熊の湯を出発する時に全く念頭から去っていた。イッッケネ!!!! ザック忘れた!! 後から追いついてきた、T君とI君が、ヤッパシ、天野さんのでしたかと言う、ソーナンダソーナンダヨ! その交差点の店の前に、サイドバッグを置いて、熊の湯温泉まで引き返した。

1.5KM漕いでいる間中、此処は北海道だから無くなっていないはず、と自分に言い聞かせながら、平地は飛ばし、上りは押した。露天風呂の入り口の橋の道路側に、そのザックはひっそりと雨に濡れそぼちながら、持ち主の迎えを待っていた。

オーういやつういやつという感じで、背中に乗せ、来た道を戻ったのであった。交差点のサイドバッグもチャンとまっていた。皆は、とど(海馬)を食わせる料理屋で待っていた。此処で、お座敷君とジャックは牡蠣雑炊、N君はとど焼き肉定食、T君はおむすびとサラダ、I君はラーメンだったかな? 彼はラーメン党だけどチャーシュウ(肉)は食わない。更にジャックは、とどの刺し身を注文する。これは凍っていて、鮭のルイベみたいなもんで、味がない。

 N君の焼き肉を一つつまんだけれど、鯨の肉に似ていた。

 

此処で、ちょっと脱線してみる、『トドのつまり』について、

第一説:魚の鯔(ボラ)は、幼魚→成魚の過程で、その呼び名がオボコ→スバシリ→イナ→ボラ→トドでおしまい。

第二説:トドは北太平洋に棲む、あしかに似た海獣トドのことで、日本では北海道近海に棲んでいます。それで、トドの棲むような辺境の地という意味からトドのつまりという言葉が生まれた。という話、

第一説のほうが一般的であるらしい。今回の話では、第二説のほうが面白いが、そういえば、カムイワッカにゆくとき宇登呂の町を出て、しばらく登った辺りに、『地の涯(はて)』というホテルか、レストランかがあったな。

 さて、8月9日の14時頃である、ライダーハウス赤い屋根に向かって出発だ。先程の交差点を右、南西に進路を取る、海岸線を走る。
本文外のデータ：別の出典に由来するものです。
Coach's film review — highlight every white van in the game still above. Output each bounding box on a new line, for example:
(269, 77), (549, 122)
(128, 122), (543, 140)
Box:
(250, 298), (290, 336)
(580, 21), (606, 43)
すぐ気がついたことは、匂いだ、昆布を炊く匂い、実際は炊いているのではない、ちょうど今昆布の収穫期で、収穫した昆布を地面や乾燥小屋で乾燥しているのだ。

それで町中、昆布を炊く匂いに満ち満ちている。余りよい匂いではない。橋を4〜5本渡り、精神橋、ポン春苅古丹橋が面白い名前で記憶に残る。

ポンでパリのポンヌフを連想し、フランス語かな?と思ったりした。最後の、真っ直ぐな1キロメーター弱の坂を押して上ると、左手に舟(ふな)という蟹屋がありスピーカーが客寄せをしている。その反対側に、赤い屋根があった。

 赤い屋根のペンション風の建物があった、そこに泊まるのかと思ったら、そこはオウナーの家と食堂だった。その隣にやはり赤い屋根のプレファブ様の粗末な小屋がありそこが寝泊まりするところだ。

ウェアーも荷物も濡れたままそこへ入る、既に20人くらいの若者がたむろしている。中に2、3人若くない人もいた。

サイクリストは我々だけのようだ入口付近の駐車場は、バイクばかりだった。中は20畳位の広さで、両脇に蚕棚のようになっており、寝る場所が2段になっている。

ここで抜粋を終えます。